New York Comic Con Cracks Down On Harassment With ‘Cosplay Is Not Consent’ Signs

Grabby geeks won’t be tolerated at this year’s event


by Fiona Byrne |
Published on

You can only imagine how many comic book nerds fantasise about their favourite female characters, so it stands to reason that they can sometimes get inappropriately excited when it comes to seeing real-life females dressed as these characters at the various Comic Cons around the world.

However, dressing up as one’s favourite comic book lady does not mean females are asking for untoward attention-slash-harassment – the only thing is, many guys don’t quite seem to ‘get’ that, and ladies attending these cosplay conferences have started to push back.

At the biggest Comic Con event in San Diego in July, Philadelphia-based group Geeks for CONsent passed out literature and temporary tattoos to educate both organisers and attendees on the importance of being respectful and keeping one’s hands and comments to oneself throughout the event. It seems that before this, organisers had not really seriously considered how invasive some male geeks can get during cosplay outings.

Costumes are perfect for those who behave inappropriately. Firstly, there’s the masks – men can grab asses and touch boobs, all while safely hiding behind whatever character’s mask they’ve got on. At Sydney Comic Con recently, a teenage boy dressed as The Slender Man was kicked outafter creepily invading people’s personal space and touching people without their permission.

But policies are finally changing. At New York Comic Con this weekend, attendees are to be welcomed with a big sign saying ‘Cosplay is not consent’. It reads: ‘Please keep your hands to yourself. If you would like to take a picture with or of another NYCC fan, always ask first and respect that person’s right to say no. When at New York Comic Con, be respectful, be nice, be cool and be kind to each other.’

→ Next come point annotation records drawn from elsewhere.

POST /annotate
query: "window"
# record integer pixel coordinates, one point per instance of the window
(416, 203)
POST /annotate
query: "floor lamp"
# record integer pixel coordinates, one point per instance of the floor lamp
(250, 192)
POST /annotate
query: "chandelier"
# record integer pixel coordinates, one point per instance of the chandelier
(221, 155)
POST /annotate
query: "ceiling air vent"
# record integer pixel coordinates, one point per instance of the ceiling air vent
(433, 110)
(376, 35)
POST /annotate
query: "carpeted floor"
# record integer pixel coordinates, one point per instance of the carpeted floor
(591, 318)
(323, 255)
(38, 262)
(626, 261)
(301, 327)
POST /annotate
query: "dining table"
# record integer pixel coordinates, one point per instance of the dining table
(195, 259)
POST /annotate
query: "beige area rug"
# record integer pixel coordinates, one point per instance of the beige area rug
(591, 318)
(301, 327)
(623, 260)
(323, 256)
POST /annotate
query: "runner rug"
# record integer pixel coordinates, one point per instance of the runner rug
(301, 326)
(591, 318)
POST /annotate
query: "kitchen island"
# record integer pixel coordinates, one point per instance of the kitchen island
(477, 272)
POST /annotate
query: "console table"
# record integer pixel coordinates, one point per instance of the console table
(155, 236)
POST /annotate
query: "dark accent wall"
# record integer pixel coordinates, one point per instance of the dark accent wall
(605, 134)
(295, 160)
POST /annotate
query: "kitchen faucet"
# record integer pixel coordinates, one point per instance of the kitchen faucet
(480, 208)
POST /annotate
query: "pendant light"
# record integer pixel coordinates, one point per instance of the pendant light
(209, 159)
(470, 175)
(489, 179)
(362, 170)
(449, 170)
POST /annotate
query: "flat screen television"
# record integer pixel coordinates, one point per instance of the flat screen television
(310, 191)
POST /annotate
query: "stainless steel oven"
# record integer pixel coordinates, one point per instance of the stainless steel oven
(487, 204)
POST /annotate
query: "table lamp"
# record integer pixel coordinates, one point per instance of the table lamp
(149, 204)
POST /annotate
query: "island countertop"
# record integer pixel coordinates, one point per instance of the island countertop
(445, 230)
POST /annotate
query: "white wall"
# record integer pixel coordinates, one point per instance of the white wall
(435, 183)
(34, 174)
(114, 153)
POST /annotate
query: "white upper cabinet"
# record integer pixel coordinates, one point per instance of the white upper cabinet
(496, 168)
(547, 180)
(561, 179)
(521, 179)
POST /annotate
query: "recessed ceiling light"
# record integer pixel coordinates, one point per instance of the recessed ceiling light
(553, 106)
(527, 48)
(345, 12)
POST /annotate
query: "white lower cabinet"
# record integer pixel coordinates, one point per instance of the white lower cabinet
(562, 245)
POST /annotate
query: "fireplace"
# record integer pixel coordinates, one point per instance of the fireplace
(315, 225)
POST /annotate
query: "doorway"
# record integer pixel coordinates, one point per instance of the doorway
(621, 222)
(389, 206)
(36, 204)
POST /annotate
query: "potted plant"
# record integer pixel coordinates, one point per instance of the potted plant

It’s very heartening that the sign was created and positioned as an official NYCC policy, showing that the organisation is taking its treatment of women seriously, and acknowledging that dressing up as a comic book character does not mean you are courting gross comments and catcalls from men, kind of like how wearing a short skirt or a cleavage-bearing top isn’t ‘asking for it’ either.

The NYCC also has a new ‘zero tolerance policy’ for harassment for all attendees, regardless of sex, and details banned behaviours on its website, along with contact details, so if you’re being bothered by someone, you can report it. It’s kind of like a really cool #heforshe moment in the comic book world, and a lovely, geeky step forward towards equality.